Question

Find the sum of the convergent series by using a well-known function. Identify the function and explain how you obtained the sum. $$ \sum_{n=1}^{\infty}(-1)^{n+1} \frac{1}{3^{2 n-1}(2 n-1)} $$

Short answer

The sum of the series is \( \arctan(\frac{1}{3}) \)

Step-by-step solution

Identify the well-known function

The given series looks similar to the Taylor series expansion of \( \arctan(x) = x - \frac{x^3}{3} + \frac{x^5}{5} - \frac{x^7}{7} + \ldots \) .

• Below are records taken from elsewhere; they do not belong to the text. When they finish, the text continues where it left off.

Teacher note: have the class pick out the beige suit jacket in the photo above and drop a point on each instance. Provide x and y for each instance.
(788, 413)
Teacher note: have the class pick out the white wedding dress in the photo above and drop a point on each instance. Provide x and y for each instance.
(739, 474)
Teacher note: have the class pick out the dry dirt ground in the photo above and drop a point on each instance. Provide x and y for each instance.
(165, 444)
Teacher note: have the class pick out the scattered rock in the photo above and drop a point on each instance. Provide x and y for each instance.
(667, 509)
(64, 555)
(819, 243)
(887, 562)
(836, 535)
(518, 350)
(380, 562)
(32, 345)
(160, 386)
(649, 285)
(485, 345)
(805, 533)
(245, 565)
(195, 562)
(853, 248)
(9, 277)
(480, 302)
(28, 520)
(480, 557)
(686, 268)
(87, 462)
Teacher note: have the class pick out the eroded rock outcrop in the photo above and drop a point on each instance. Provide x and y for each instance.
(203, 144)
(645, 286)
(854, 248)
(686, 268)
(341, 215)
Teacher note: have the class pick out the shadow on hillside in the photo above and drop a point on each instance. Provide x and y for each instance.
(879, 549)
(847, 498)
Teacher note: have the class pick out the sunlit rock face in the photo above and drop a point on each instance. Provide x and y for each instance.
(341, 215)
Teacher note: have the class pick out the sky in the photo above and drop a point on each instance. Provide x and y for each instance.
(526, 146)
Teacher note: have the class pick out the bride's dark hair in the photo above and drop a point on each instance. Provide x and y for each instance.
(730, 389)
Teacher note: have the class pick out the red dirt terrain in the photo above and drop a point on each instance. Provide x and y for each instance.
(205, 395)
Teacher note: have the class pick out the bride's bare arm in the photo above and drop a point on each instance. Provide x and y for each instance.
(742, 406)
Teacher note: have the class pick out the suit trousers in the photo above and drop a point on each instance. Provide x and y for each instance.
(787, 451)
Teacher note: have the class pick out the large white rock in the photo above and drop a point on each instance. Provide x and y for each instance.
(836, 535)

Draw parallels with Taylor series

The given series is \( \sum_{n=1}^{\infty}(-1)^{n+1} \frac{1}{3^{2 n-1}(2 n-1)} \), which can be rewritten as \( \sum_{n=1}^{\infty}(-1)^{n+1} \frac{1}{(2 n-1)3^{2 n-1}} \). This is very similar to \( \arctan(x) \) except that every x in \( \arctan(x) \) is replaced by \( \frac{1}{3} \) in the given series.

Use known function to find sum

Thus, we see that the given series is merely the series expansion of \( \arctan(x) \) evaluated at \( x = \frac{1}{3} \). Therefore, the sum of the given series equals \( \arctan(\frac{1}{3}) \).